Sinfonia para Vagabundos
Oferece ao Recife seu hino definitivo, mostrando-lhe sua verdadeira cara, seu cheiro, seus ruídos, seus fantasmas. Com o mais puro lirismo e o mais duro e cru realismo, é um livro que afaga e que apedreja. O autor apresenta os personagens Virgínia, Natalício e Deusdete colocando todas as suas inquietações e sensações, levando o leitor a descobrir de forma sutil os problemas apresentados. Uma obra estranha e inquieta, que comove e espanta, incomoda e derruba tabus e preconceitos.

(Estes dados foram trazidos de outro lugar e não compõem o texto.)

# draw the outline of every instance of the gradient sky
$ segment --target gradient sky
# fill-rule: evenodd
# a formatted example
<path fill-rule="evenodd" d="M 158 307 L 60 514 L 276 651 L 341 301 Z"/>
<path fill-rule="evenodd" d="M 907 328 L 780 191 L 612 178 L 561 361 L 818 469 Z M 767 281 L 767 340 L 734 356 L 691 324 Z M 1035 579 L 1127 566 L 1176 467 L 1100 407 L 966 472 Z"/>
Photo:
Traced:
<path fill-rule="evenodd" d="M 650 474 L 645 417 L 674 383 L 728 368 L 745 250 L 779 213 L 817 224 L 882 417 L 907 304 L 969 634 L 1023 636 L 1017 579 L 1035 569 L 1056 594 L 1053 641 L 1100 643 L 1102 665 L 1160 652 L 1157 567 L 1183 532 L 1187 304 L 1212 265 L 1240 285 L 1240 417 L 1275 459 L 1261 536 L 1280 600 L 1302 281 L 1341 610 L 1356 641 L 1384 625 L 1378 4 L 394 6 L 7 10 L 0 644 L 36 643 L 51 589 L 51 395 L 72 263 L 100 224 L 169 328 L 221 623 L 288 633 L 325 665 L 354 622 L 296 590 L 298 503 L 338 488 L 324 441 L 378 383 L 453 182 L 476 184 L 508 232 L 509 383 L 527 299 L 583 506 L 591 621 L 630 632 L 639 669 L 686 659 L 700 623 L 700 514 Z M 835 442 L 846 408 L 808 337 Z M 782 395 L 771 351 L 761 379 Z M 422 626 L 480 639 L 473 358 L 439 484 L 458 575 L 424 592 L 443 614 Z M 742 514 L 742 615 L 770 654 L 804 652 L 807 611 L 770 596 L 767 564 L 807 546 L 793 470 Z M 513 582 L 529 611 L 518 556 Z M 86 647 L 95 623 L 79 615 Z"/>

Raimundo Carrero, nascido em 1947 em Salgueiro, no interior de Pernambuco, é jornalista, escritor e professor de criação literária. Trabalhou por 25 anos no jornal Diário de Pernambuco, exercendo, entre outros cargos, os de cronista, crítico literário e editor-chefe. No início da década de 1970 participou ativamente, como romancista e contista, do Movimento Armorial, idealizado pelo escritor e dramaturgo Ariano Suassuna, que visava realizar uma obra erudita com base nos símbolos e insígnias da cultura popular. Chegou a ser assessor do sociólogo Gilberto Freyre. Autor de 17 livros de ficção, além de volumes de ensaios, foi eleito em 2004 para a Academia Pernambucana de Letras. Desde a década de 1990, ministra a própria Oficina de Criação Literária, que revelou escritores como Marcelino Freire. No ano 2000, recebeu o Prêmio Jabuti na categoria Contos pelo livro “As Sombras Ruínas da Alma”. Em 2010, venceu o Prêmio São Paulo de Literatura pelo romance “Minha Alma é Irmã de Deus”.